E agora que recebia a cota diária de afeto, agora que sentia junto ao focinho o roçar e o cheiro preferidos, sabia-se protegido e seguro. Mas, e depois? Seu problema era uma lembrança, a mais próxima. Há uns dias, dois, três – um cão não rotula o passado -, o fulano precisara sair com pressa (por quê?) e deixara esquecida a cigarreira, uma coisa linda, dourada, muito dura, sobre a mesa da sala de estar.
A mulher a guardara, também apressada (por quê?), sob uma cortina da despensa. E lá, tão logo se viu sozinho, foi farejá-la Fido. Aquilo tinha o cheiro desagradável do fulano, mas era duro, metálico, brilhante, uma coisa cômoda de lamber, de empurrar, de fazer soar contra as tábuas do piso.
A perna do homem não se moveu mais. Fido entendeu que por hoje a festa havia acabado. Preguiçosamente foi esticando as patas e se levantou. Ainda lambeu um pedaço de tornozelo que estava descoberto, entre a meia listrada e a calça. Depois se foi sem grunhir ou ladrar, com passo lento e reumático, para seu canto tranqüilo.
Mas algo inesperado ocorreu então. A mulher entrou no quarto e voltou em seguida. Ela e o homem falaram, a princípio relativamente calmos, depois aos gritos. Logo, a mulher se calou, tirou a bolsa do cabide, colocou-a a tiracolo e – sem que o homem fizesse qualquer gesto para impedi-la – saiu para a rua, batendo a porta com tanta violência que o cão não teve outro remédio senão ladrar.
Ocorreu a Fido que aquele era o momento. Nada de vingança; na verdade, não sabia que era, mas o instinto lhe mostrava que aquele era o momento.

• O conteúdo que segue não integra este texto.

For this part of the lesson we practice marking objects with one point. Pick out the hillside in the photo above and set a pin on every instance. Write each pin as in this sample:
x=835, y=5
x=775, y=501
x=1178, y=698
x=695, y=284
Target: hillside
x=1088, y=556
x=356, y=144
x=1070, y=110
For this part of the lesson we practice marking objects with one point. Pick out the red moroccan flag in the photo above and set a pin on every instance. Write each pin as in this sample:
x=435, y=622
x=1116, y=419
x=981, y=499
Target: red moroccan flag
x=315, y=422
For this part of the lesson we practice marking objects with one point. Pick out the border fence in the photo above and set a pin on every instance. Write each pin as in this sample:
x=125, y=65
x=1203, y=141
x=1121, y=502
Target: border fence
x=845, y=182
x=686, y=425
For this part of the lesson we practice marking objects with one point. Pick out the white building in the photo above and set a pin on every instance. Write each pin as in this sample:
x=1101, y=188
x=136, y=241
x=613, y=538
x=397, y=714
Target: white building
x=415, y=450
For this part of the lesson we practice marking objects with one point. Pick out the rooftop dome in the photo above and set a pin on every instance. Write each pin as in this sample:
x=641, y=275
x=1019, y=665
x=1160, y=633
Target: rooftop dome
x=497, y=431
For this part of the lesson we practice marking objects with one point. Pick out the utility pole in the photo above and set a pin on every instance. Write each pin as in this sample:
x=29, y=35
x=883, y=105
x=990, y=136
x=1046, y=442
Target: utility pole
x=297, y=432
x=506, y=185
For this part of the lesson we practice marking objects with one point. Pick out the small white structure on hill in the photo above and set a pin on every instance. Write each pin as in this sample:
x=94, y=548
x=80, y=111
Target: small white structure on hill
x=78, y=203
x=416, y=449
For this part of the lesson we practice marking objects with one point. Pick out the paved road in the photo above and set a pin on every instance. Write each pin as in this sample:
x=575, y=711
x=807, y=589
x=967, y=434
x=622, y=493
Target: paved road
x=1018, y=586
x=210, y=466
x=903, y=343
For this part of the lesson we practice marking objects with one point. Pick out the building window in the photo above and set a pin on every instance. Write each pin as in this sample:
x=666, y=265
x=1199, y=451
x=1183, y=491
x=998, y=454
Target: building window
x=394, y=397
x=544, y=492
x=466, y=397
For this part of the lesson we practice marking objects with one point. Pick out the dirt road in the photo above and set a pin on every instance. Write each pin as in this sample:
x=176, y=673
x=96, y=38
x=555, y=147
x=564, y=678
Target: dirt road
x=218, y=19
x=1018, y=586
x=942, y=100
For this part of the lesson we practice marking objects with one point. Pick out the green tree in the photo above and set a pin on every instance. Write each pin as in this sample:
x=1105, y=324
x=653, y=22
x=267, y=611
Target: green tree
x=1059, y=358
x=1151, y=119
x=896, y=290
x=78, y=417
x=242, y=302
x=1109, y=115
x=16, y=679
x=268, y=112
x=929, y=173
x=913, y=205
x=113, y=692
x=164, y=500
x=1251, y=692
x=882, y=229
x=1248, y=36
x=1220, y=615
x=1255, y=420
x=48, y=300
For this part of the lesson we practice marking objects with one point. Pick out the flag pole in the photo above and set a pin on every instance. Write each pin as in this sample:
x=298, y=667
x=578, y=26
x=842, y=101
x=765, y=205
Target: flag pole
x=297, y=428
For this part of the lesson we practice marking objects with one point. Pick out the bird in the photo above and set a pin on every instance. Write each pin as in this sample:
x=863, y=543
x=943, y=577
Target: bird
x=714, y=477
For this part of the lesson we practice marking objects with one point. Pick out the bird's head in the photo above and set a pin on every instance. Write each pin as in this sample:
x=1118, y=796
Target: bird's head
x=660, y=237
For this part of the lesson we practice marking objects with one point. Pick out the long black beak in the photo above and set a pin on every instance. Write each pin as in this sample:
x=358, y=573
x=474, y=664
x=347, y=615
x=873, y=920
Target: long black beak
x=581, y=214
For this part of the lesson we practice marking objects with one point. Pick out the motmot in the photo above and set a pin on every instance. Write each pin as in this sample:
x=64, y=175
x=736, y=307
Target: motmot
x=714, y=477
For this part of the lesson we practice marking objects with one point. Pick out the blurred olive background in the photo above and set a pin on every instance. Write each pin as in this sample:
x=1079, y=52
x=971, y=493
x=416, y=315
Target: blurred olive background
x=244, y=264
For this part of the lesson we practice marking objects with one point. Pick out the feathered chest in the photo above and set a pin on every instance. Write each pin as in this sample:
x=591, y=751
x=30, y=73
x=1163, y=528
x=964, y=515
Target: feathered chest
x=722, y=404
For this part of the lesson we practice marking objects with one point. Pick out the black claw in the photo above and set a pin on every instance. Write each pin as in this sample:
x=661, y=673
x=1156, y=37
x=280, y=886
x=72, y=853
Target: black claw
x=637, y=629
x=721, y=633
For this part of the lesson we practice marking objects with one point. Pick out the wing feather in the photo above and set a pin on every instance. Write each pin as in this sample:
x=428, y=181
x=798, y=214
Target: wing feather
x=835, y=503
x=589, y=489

O homem estava tão ensimesmado que não percebeu logo que o cachorro o puxava pelas calças. Fido precisou recorrer a três curtos latidos. Sua intenção era clara e o homem, depois de vacilar, seguiu-o entediado. Não foi muito longe. Até a despensa. Quando o cão afastou a cortina, o homem só conseguiu retroceder, depois abaixou e apanhou a cigarreira.
Na verdade, Fido nada esperava. Para ele, o achado não tinha muita importância. De modo que, quando o homem deu aquele terrível soco na parede e começou a gritar e chorar como um totó do segundo andar, não soube fazer outra coisa além de, ele também, retroceder assustado diante da comoção que provocara. Ficou em silêncio, colado à soleira da porta, e de lá observou como o homem, com os dentes apertados, gritava e gemia. Então decidiu aproximar-se e lambê-lo com ternura, como era seu dever.
O homem ergueu a cabeça e viu aquele rabo movediço, aquele importuno que vinha consolá-lo, aquela testemunha. Fido ainda arfou satisfeito, mostrando a língua úmida e escura. Depois se acabou. Era velho, era fiel, era confiante. Três pobres razões que o impediram de se espantar quando o pontapé lhe arrebentou o focinho.